Contemplating life and death with a 6-year-old at bedtime

Jun. 12—I leaned in to give Arlie her goodnight kiss, eager to be done with our too-long bedtime ritual so that I could spend a bit of time with my wife before inevitably falling asleep in the living room from exhaustion.

That's when she whispered the horrible thing.

"I think Granddaddy's going to die first."

I pulled back, my face transforming from the pre-kiss pucker to wide-eyed surprise as I processed my 6-year-old's unprompted declaration that she believed my father, youthful still at (almost) 67, would be the next in the ground.

My initial vocal reaction at this morbid prediction was, admittedly, probably not the one most of us would have made:

"Well, don't tell him that," I said. And, yes, I am aware of the hypocrisy in instructing my daughter to avoid notifying her grandfather of her dire prognostication and then writing a column, which he will certainly read, about that very thing less than a week later. Keep your snark in-pocket; I've got enough, thank you very much.
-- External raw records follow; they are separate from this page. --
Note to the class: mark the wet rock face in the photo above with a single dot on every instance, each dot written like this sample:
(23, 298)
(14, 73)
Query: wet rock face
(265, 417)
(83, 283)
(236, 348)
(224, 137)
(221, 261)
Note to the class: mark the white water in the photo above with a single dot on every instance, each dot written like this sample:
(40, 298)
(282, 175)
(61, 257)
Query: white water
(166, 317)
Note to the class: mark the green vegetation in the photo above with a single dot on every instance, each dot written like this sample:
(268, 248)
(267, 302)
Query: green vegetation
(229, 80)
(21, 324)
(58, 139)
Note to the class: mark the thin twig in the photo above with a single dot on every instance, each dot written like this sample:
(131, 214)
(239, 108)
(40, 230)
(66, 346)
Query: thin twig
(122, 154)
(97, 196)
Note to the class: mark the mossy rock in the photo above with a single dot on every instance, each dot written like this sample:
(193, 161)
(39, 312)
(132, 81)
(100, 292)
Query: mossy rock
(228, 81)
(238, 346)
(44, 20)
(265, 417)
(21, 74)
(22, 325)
My second attempt at a response was more appropriate.

"Why do you think that?"

My child, cocksure in her belief that she knows far more than anyone else in the universe, looked at me as if I'd asked her the dumbest question ... "What's the square root of giraffes?" or something equally inane.

"Because he's the oldest, Daddy," she said, her handle for me given the same emphasis you might place upon the word "moron."
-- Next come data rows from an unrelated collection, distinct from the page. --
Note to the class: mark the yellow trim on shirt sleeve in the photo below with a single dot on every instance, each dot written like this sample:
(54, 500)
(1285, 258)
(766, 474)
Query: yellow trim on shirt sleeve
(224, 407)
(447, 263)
She wasn't wrong. As far as her immediate family goes, I believe my father might be the oldest, or at least close to it. And, of course, in a child's mind, the older someone gets, the more likely they are to kick the farm.

But I also vividly recall a recent conversation with the kid in which I had to set her straight about how, although I'll be in my early 50s when she's old enough to drive, I will not, in fact, be retired and therefore left with nothing to do but cater to her every whim. Seems to me, Arlie's concepts of time and age are somewhat askew.

"Well, sometimes younger people die first," I told her.

This news was met with a look of confusion.

"But Grandma died, and she was old," she told me. That would be Ruth Ann Wilcox, my grandmother on my mother's side, who passed in 2020 and is probably the only significant non-animal death Arlie actually remembers. Grandma was 93, which likely qualifies as "old" by most metrics.

"That's true," I said, very much wishing to escape this macabre conversation. "But one of your other grandmas, Shelia, died right before you were born, and she was very young."

That was a reference to Mandy's stepmother, who died suddenly at 53, after Arlie's conception but before she'd actually emerged into this world to bombard her beleaguered father with questions about mortality.

"So it's not always about age," I told Arlie. "People can die at any time."

Arlie, for once, ceased briefly in her questioning ... I assume to consider what I'd told her. I stood by patiently, listening to the ebb and flow of the "ocean" from the sound machine on her bookshelf.

After a time, she whispered another horrifying thing.

"Even kids?"

I took a deep breath.

"Yeah," I said. "Even kids."

"Oh," Arlie said, then fell silent again.

I reached over to her, curled beneath the covers and surrounded by a mountain range of stuffed toys she'd accrued during her few short years, and grabbed her tiny hand, same as I did just seconds after she came into this world. In the dark of her room, we listened as simulated waves crashed against rocks that never existed.